Saturday, February 20, 2010

Sometimes This Stuff Gets Emotional

You know that feeling when you are really happy about something, and you feel like you are completely unable to hold it in? The kind of feeling where you let out a little scream and shake? It is that feeling you get in high school when the girl or boy you really like asks you out, or when you get a letter in the mail that you were accepted to that college that you really wanted to go to. You feel like everything in life is going the way you want it to. Unfortunately, I can not remember the last time I had that feeling. Residency will do that to you. When I wake up on a work day (the large majority of my days), I am usually overcome with a feeling of dread as I realize what I have facing me that day...overbooked clinics, surgical cases with high strung attendings, incredibly sick inpatients, rude hospital staff, and co-residents that are just as stressed out and cranky as you are. Most of the inappropriate comments come from your attendings, and you eventually learn to let them role off your shoulder. A battle is just not worth it. You want to get through these next couple of years as smoothly as possible, and move on with your life. Unfortunately, there are those occasional moments where an inappropriate comment comes from your co-resident...you are not exactly hanging out with them on weekends, but you expect a little more from the people that are floating in the same boat as you.
Recently my co-resident...one I am pretty friendly with...poked himself with a suture needle in the operating room. It turned out that the patient was HIV +, and my co-resident needed to go on anti-viral medication for 2 months. After the surgery, he commented that when he is finished with residency, he will refuse to ever perform surgery on a gay male patient.
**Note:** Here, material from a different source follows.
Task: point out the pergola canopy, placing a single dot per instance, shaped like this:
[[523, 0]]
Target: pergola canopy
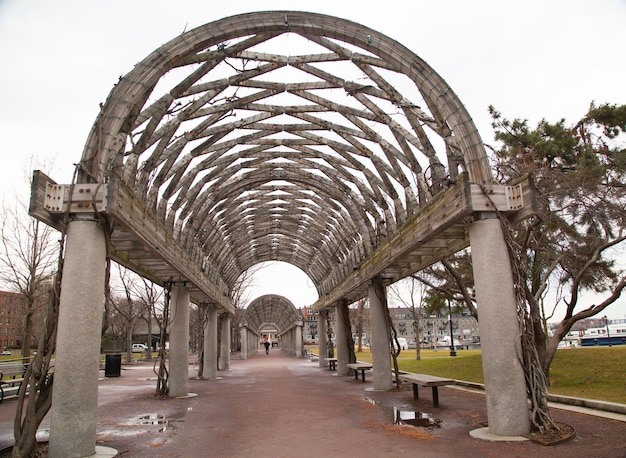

He does not know that I am gay, but this should not matter. This was something I chose to keep to myself at work, and I guess I am glad I did! I did not realize how completely ignorant my co-residents could be! These are the people who are supposed to be objectively treating patients! These people are doctors, they are supposed to be intelligent! I lashed back with the statistics (one's he should have already learned in medical school)...worldwide, women accounted for 50% of all persons infected with the HIV virus. Even in the United States, gay men only make up 53% of those infected with the HIV virus. He shut his mouth, we moved on. I could deal with the surgeons in the OR joking that I am trying to touch their asses as I tie up their gowns, or the orthopedist's gay impression that he loves to perform...but complete ignorance was more than I was willing to handle. So, there was no little scream or a shake, but if felt pretty good to finally speak up. I think I am going to try it more often.